Jabeur, the World No 10, scored her routine win over Kasatkina in an hour 24 minutes, and is hoping to deliver a strong performance against Badosa, admitting she has a tough task ahead of her.
“I know that Paula practices one way, and plays another way,” Jabeur said of Badosa. “She’s much tougher in matches.
“It’s going to be a very tough match. I think I’ll rally a lot and run a lot. She doesn’t give free points.
“So the key tomorrow is patience for me. I’m just trying to enjoy as much as I can. For me, I put more pressure on her.
“She’s the clay specialist. I saw the interview.

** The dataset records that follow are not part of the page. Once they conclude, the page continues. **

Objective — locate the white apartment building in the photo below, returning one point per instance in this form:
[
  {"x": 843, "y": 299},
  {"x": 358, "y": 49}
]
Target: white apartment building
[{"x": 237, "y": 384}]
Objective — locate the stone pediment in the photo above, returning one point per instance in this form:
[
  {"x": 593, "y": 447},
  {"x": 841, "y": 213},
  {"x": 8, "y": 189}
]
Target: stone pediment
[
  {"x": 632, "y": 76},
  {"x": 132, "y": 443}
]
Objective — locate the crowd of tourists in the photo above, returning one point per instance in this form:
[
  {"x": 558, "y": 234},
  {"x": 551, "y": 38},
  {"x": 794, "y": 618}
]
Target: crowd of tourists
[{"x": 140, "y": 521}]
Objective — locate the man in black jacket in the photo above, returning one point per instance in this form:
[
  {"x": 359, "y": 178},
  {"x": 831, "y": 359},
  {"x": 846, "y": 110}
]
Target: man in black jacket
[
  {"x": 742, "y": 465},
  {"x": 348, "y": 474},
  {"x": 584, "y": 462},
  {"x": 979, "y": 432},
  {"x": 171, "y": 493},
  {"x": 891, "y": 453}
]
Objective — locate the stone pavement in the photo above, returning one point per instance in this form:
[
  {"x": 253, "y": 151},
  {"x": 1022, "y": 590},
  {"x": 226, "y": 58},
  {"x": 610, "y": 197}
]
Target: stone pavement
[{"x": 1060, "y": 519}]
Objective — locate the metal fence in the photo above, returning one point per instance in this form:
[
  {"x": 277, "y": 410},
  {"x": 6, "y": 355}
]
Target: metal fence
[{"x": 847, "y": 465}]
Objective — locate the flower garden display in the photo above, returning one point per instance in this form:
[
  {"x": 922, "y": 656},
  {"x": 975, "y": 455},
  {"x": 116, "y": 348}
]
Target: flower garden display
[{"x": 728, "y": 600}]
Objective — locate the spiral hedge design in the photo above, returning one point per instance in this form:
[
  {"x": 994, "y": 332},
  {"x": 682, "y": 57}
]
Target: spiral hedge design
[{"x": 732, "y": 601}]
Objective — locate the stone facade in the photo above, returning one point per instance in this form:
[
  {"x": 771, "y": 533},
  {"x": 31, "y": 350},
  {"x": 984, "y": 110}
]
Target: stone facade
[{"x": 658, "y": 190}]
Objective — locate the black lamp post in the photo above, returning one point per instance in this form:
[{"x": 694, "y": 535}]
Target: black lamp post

So more pressure is on you, Paula!”
After Jabeur sustained a season-ending elbow injury last year, she was forced to revamp her backhand.
“I think I was forced to improve it because I literally couldn’t do any slices,” Jabeur told WTA Insider after her second-round win. “Defending-wise, I would always defend with the slice.
“During the pre-season, it was very tough for me to do slices, so I was reaching out and hitting the backhand or hitting lobs with the backhand. I kind of had a gun on me to hit a backhand.
“Maybe this was the medicine the coaches should have given me a long time ago to stop me from doing drop-shots. I guess I don’t need my drop-shot anymore.”
Meanwhile, 3rd-seeded Aryna Sabalenka got past Canada’s Bianca Andreescu, 6-1 3-6 6-2, and will face Anett Kontaveit, the 5th seed, after the Estonian outlasted Ekaterina Alexandrova, 2- 6-3 7-6(5).
Sabalenka, runner-up in Stuttgart last year to Ash Barty, booked her place in her second quarter-final of 2022 following Doha in February, the 23-year-old continuing to find her groove after a stuttering start to the year, and improving her overall win-loss record to 8-8.
This week has marked Andreescu’s return from a 6-month hiatus to address her mental health, while her tour-level clay experience has been limited, with Stuttgart just her 4th WTA main draw on the surface.
Sabalenka’s serve made the big difference on this day, and only when this faltered was the Canadian able to make significant inroads.
Andreescu mostly struggled to hold onto her own deliveries, while Sabalenka’s power enabled her to finish off her games quickly, although inaccuracy on the ground and off her serve did cost her the second set, but the 3rd seed still went out to a 4-1 lead in the 3rd after an early break.
At 4-2 up Sabalenka survived a wobbly service game that included 3 unforced errors but Andreescu failed to capitalise on the chance, and Sabalenka closed easily out the contest.
Her next opponent, Kontaveit, squeaked by Alexandrova in a 3rd-set breaker after failing to serve out the match at 5-4, and coming from a mini-break down in the nightcap clash.
Kontaveit has now won a staggering 22 consecutive indoor matches, including titles at Ostrava, Moscow, and Cluj-Napoca last year, and another title in St Petersburg this year.
Elsewhere, 4th-seeded Maria Sakkari from Greece retired with gastroenteritis against Laura Siegemund when the German was leading 6-4, 3-1.
The former Top 30 player, who came in as a wild-card after knee surgery last year took her out of the Top 200, next plays Liudmila Samsonova, who upset Czech Karolina Pliskova, the 6th seed, 6-4 6-4.
Last summer, Pliskova put an end to Samsonova’s 10-match winning streak on grass by emerging victorious from their 4th round match at Wimbledon but, on the Stuttgart clay, there was to be no repeat.
From 4-3 down in the first set, Samsonova won 5 straight games and never again relinquished her lead to reach the last 8, her first win against a Top 10 player.
By beating the former Stuttgart champion, Samsonova moves through to her 2nd tour-level quarter-final on clay, where takes on another former Stuttgart champion in Siegemund.